Continuity of Metric Projection Operator from C[0, 1] onto Pn with Applications to Mordukhovich Derivatives

TL;DR

This paper proves the continuity of the metric projection from C[0, 1] to polynomial subspaces and explores its implications for Mordukhovich derivatives, including properties and fixed points.

Contribution

It establishes the norm continuity of the metric projection operator onto polynomial subspaces in C[0, 1], enabling analysis of Mordukhovich derivatives.

Findings

Metric projection operator is single-valued and continuous.

Continuity facilitates the study of Mordukhovich derivatives.
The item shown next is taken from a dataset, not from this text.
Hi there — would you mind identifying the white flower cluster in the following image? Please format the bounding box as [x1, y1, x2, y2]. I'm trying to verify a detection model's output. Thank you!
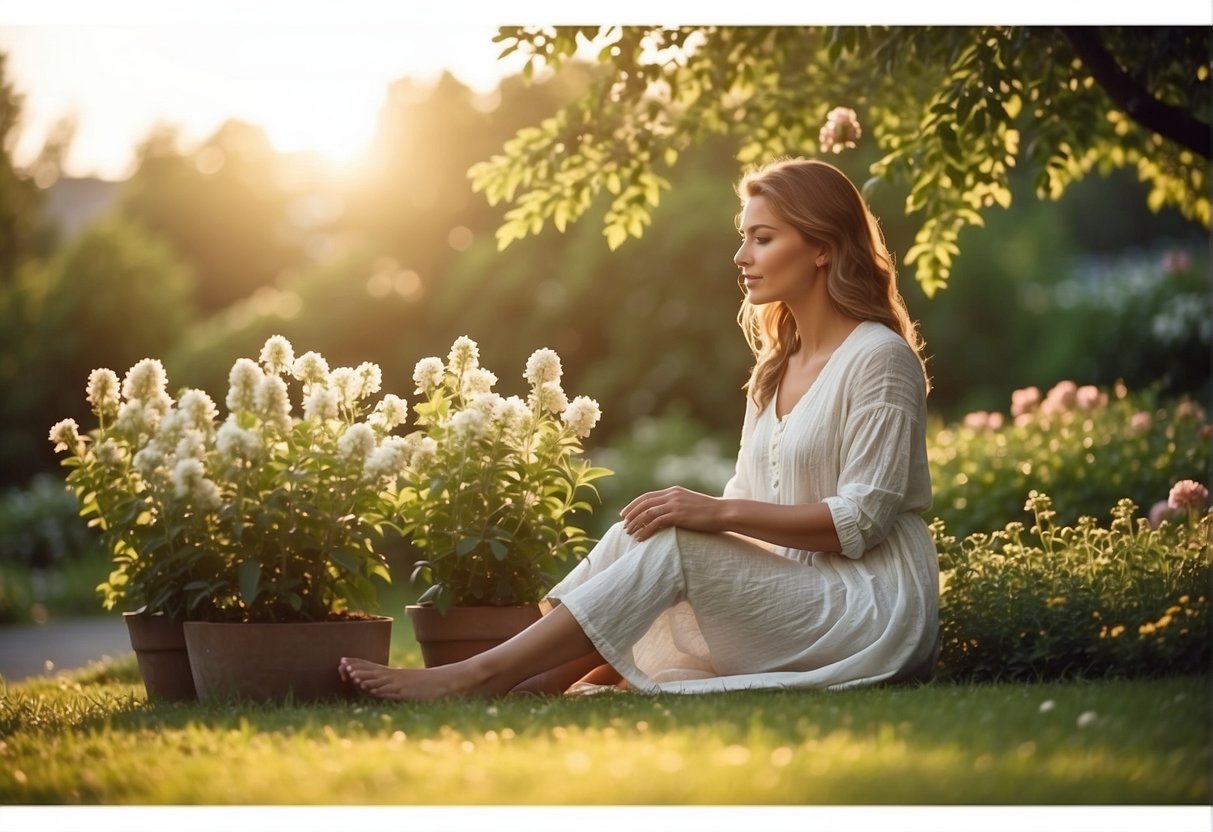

Results have applications in fixed-point theory.

Abstract

Let C[0, 1] be the Banach space of all continuous real valued functions on [0, 1]. For an arbitrarily given nonnegative integer n, let Pn denote the set of all polynomials with degree less than or equal to n. Pn is a closed subspace of C[0, 1]. In this paper, we first prove (in details) that the metric projection operator from C[0, 1] to Pn is a single-valued mapping and it is (norm to norm) continuous. Then, we use the continuity of Pn to investigate the Gateaux directional derivatives, some properties and fixed-point properties of the Mordukhovich derivatives of the metric projection operator.